If that is in fact the correct method, then why am I not simply able to pass in the model-view-projection? I would have assumed they would be the same value?
GPU Gems 3 Motion Blur
To generate a velocity texture for rigid dynamic objects, transform the object by using the current frame's view-projection matrix and the last frame's view-projection matrix, and then compute the difference in viewport positions the same way as for the post-processing pass. This velocity should be computed per-pixel by passing both transformed positions into the pixel shader and computing the velocity there.
Check out my research I did a few months ago on this topic: https://slu-files.s3.us-east-1.amazonaws.com/Fragment_shader_dynamic_blur.pdf
(source: stevenlu.net)
(source: stevenlu.net)
Sadly I did not implement textured objects when producing this material, but do use your imagination. I am working on a game engine so when that finally sees the light of day in the form of a game, you can be sure that I'll come and post breadcrumbs here.
It primarily addresses how to implement this effect in 2D, and in cases where objects do not overlap. There is not really a good way to handle using a fragment shader to "sweep" samples in order to generate "accurate" blur. While the effect approaches pixel-perfection as the sample count is cranked up, the geometry that must be generated to cover the sweep area has to be manually assembled using some "ugly" techniques.
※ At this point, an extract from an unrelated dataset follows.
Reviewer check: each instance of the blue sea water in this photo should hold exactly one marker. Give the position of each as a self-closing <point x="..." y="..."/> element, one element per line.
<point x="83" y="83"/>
In full 3D it's a rather difficult problem to know which pixels a dynamic object will sweep over during the course of a frame. Even with static geometry and a moving camera the solution proposed by the GPU Gems article is incorrect when moving past things quickly because it is unable to address that issue of requiring blending of the area swept out by something moving...
That said, if this approximation which neglects the sweep is sufficient (and it may be) then what you can do to extend to dynamic objects is to take their motion into account. You'll need to work out the details of course but look at lines 2 and 5 in the second code block on the article you linked: They are the current and previous screen space "positions" of the pixel. You simply have to somehow pass in the matrices that will allow you to compute the previous position of each pixel, taking into account the dynamic motion of your object.
It shouldn't be too bad. In the pass where you render your dynamic object you send in an extra matrix that represents its motion over the last frame.
Update:
I found that this paper describes an elegant and performant approach that provides somewhat high quality physically correct blurring for a 3D pipeline. It'll be hard to do much better than this within the constraint of rendering the full scene no more than one time for performance reasons.
I noticed with some of the examples the quality of the velocity buffer could be better. for example a rotating wheel should have some curves in the velocity space. I believe if they can be set properly (may require custom fragment shaders to render the velocity out...) they will look intuitively correct like the spinning cube seen above from my 2D exploration into dynamic motion blurring.